President Trump’s “dirty water rule” is a premier example of the vortex of tragically ill-timed, incredible bad luck that’s sucking America and the world into a whirlpool of environmental nightmares. What’s worse is that murderous racists, vile misers and assorted anti-science zealots are stirring that lethal vortex for all they’re worth, just when sanity, intellectual rigor and disciplined self-control are needed most.
Just when New Mexico and the Southwest have been almost flattened by rising heat and one of the worst droughts in a millennium, a time when every drop of clean water is more precious than gold, and just when the Colorado River is experiencing a serious shrinkage in its delivery of clean water to more than 40 million people in seven Western states, the Trump administration’s EPA has finalized a rule that allows companies to pollute the nation’s wetlands and ephemeral and intermittent streams at will. These precious water resources, formally protected by the Clean Water Act of 1972 and its 2015 revisions, are now more endangered than they’ve been since President Nixon’s veto of the act in October of 1972. The veto was overridden first by the U.S. Senate, which had voted unanimously to approve it, and then by the U.S. House with a vote of 247 to 23.

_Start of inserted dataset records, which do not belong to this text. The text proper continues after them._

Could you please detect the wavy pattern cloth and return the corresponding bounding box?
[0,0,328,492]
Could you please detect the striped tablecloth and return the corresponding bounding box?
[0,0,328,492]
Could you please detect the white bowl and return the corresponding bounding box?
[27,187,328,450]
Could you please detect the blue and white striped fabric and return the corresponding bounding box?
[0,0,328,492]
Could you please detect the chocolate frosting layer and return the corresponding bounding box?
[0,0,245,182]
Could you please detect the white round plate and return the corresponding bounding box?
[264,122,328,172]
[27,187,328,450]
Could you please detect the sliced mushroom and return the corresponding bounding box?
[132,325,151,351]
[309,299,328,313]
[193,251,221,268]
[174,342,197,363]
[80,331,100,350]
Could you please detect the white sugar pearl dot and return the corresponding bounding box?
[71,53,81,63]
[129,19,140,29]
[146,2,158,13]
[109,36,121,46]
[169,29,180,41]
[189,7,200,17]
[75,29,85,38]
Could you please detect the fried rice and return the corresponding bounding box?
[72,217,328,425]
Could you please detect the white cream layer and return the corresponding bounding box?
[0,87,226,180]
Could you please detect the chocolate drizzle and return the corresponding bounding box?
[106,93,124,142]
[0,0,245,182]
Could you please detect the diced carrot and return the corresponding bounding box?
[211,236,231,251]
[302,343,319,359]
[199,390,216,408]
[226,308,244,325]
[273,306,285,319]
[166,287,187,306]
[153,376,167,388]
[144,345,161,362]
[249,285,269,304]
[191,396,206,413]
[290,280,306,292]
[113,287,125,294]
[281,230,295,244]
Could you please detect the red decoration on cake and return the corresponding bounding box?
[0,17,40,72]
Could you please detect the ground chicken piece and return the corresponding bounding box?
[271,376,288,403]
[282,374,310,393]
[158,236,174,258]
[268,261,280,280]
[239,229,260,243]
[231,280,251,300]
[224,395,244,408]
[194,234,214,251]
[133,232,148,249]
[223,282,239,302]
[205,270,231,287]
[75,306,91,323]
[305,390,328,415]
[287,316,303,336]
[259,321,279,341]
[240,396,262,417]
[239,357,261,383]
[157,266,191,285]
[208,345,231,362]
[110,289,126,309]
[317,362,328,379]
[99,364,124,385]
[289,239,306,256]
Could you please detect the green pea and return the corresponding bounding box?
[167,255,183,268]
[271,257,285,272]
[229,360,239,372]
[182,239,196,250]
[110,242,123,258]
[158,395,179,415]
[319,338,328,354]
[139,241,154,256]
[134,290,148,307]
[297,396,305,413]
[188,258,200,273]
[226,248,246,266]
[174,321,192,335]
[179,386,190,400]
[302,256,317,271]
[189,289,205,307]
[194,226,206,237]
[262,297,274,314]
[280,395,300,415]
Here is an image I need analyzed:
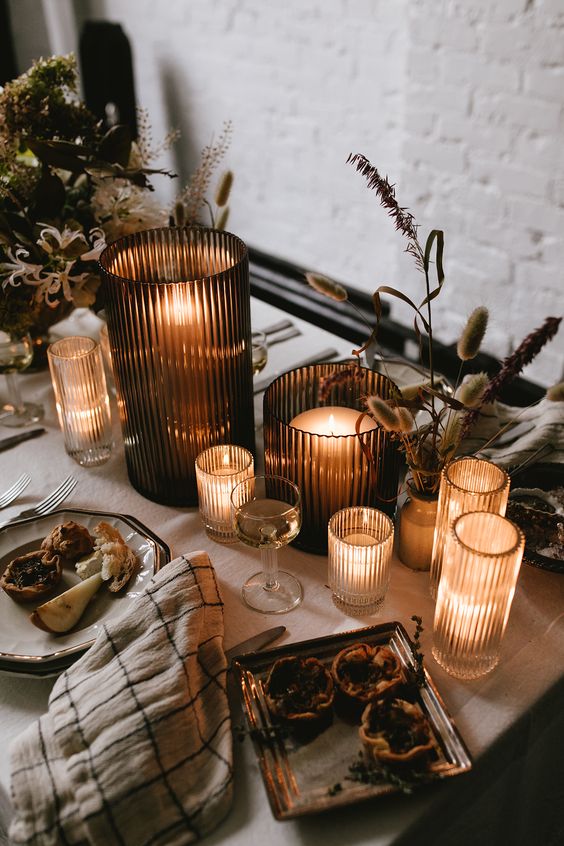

For New Mexicans, the Trump administration’s environmental idiocy makes more than 90% of New Mexico’s intermittent and ephemeral waterways, along with more than half of our wetlands, vulnerable to polluters like the oil and gas industry, according to Amigos Bravos, a New Mexico river conservation organization. Of course all polluters always vigorously deny any accusation of environmental perfidy, even when the data are logically irrefutable.
The Department of Energy denied allegations that it had systematically dumped millions of gallons of radioactive water and other pollutants during the Cold War into Tijeras Arroyo, a partially intermittent waterway that passes not 50 feet from Mountain View Elementary School, and into the Rio Grande after draining some 100 miles of the Sandia and Manzano Mountains. In 1982, the drinking water well at Mountain View Elementary was condemned and closed for undisclosed contamination.
And what seemed to have at least a high probability of being true in the 1980s is now overwhelmingly obvious to everyone who’s not been ideologically blinded. It’s as if Trump and the Republican Party has so mind-scrambled the American people with their endless madcap distractions and perpetual spewing of disinformation that we have become willing victims of America’s worst exploiters who dump their excrement wherever they like, even in drinking water. They then expect us to spend millions, and sometimes billions, of tax dollars to clean it up, which we have no choice if we don’t want our cities and ourselves to wither from dehydration.
American political philosopher Noam Chomsky has a particularly clear-headed view of the current state of the American mind. Propaganda, he says, is “to democracy what violence is to dictatorship.” Chomsky knows that the almost autonomic response to power is to at first subordinate yourself to it. We all have that tendency until it hurts too much not to resist. Propaganda, the tool of the powerful, bathes our minds in soothing rhetorical goo and the seemingly blessed relief of nonsensical false doubts. You may have opposing views from time to time, but the pressure of constant propaganda is so intense, Chomsky says, quoting George Orwell, that it makes you “internalize…the values (of the propaganda) so that there are certain things [you] wouldn’t dare to say or even to think.”
So when the EPA writes a rule that allows polluters of do whatever they will with fragile waterways and wetlands, many Americans apparently find it impossible to accept what’s really going on — the poisoning of drinking water for profit by Big Money Corporations who make fortunes from never paying a dime for cleaning up their pollution. These are the “corporate persons” that tend to anonymously fund Republican candidates.
The Trump dirty water rule could have a disastrous impact on important tributary streams in New Mexico, like the Santa Fe River, the Gallinas that runs through Las Vegas and the Rio Fernando around Ranchos de Taos.
Amigos Bravos reports that “at least 280,000 people in New Mexico receive drinking water from sources that rely at least in part on ephemeral and/or intermittent tributaries.” Only the Rio Grande, Canadian, Pecos, Gila and San Juan rivers will retain Clean Water Act protection under the Trump EPA’s dirty water ruling.
I guess over a quarter million New Mexicans who depend on hundreds of intermittent and ephemeral stream systems don’t matter in the eyes of Republican anti-environmentalists. Will we ever be able to cut through their mind-fuddling propaganda and say, in our own way, the emperor has no clothes?